Today, the VA’s vegetation removal and herbicide program on behalf of the least terns has been expanded beyond the roughly 300 acres of pavement it keeps ecologically sterilized. Responsibilities now include the Navy’s weed-plagued soil cover on the old dump next to the wetland on the southwest corner of Alameda Point. The 60-acre soil cover upon which the VA is using herbicide is specially designed to drain into two wetland ponds, one of which is connected to San Francisco Bay.
Email exchanges obtained under FOIA reveal that the VA’s contractor sprayed the herbicide Garlon 4 Ultra in July 2016. An evaluation comparing Roundup and Garlon 4 Ultra by the Marin Water District concluded that it is inherently more toxic than Roundup, “has toxic degradation products,” “has high water contamination rates,” and “is particularly toxic to aquatic life.” An East Bay Regional Park District reference document lists Garlon 4 Ultra as highly toxic and a potential groundwater contaminant.

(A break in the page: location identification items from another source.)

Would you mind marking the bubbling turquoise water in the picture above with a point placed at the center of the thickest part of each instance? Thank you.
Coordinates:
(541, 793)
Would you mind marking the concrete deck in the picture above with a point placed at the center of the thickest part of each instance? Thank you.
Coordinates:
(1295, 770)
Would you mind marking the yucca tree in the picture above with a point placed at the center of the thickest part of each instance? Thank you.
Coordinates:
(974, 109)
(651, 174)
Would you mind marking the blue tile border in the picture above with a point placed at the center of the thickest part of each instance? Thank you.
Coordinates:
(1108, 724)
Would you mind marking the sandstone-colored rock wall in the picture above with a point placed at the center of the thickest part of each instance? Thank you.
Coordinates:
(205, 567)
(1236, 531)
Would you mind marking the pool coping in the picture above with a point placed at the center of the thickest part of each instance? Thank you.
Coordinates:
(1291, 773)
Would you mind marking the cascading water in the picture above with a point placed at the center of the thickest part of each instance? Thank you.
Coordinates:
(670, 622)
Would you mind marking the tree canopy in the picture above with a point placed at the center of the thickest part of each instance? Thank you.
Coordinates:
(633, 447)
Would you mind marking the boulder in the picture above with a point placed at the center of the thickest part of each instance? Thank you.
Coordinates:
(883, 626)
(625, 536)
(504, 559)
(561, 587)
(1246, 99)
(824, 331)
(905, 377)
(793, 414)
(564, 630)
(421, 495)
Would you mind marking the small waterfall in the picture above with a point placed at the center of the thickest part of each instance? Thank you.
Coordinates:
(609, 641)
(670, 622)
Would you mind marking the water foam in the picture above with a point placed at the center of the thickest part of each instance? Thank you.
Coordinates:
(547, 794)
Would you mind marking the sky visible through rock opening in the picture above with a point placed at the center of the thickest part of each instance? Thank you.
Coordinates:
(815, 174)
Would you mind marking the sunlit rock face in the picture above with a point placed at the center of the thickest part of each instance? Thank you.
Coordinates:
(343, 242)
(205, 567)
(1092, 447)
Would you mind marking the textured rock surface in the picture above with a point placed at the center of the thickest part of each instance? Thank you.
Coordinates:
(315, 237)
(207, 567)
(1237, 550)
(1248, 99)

The veterans project was supposed to have been completed by now, well ahead of the end of VA leases for existing facilities in 2018. Comments in the FOIA emails did not offer encouragement as to when veterans will enjoy the new services. A Sept. 14, 2016, email from Thomas A. Matsuzaki, deputy chief of police for the VA — who is inexplicably attending wetland planning meetings — said, in part, “At the rate it’s going, I will probably be retired before the foundations are even laid out there.”
In reply to this comment, Larry Janes, Capital Asset Manager for the VA, said, “On these major construction projects, especially when they are associated with land acquisition and endangered species, it can take a couple of decades to bring it to fruition.”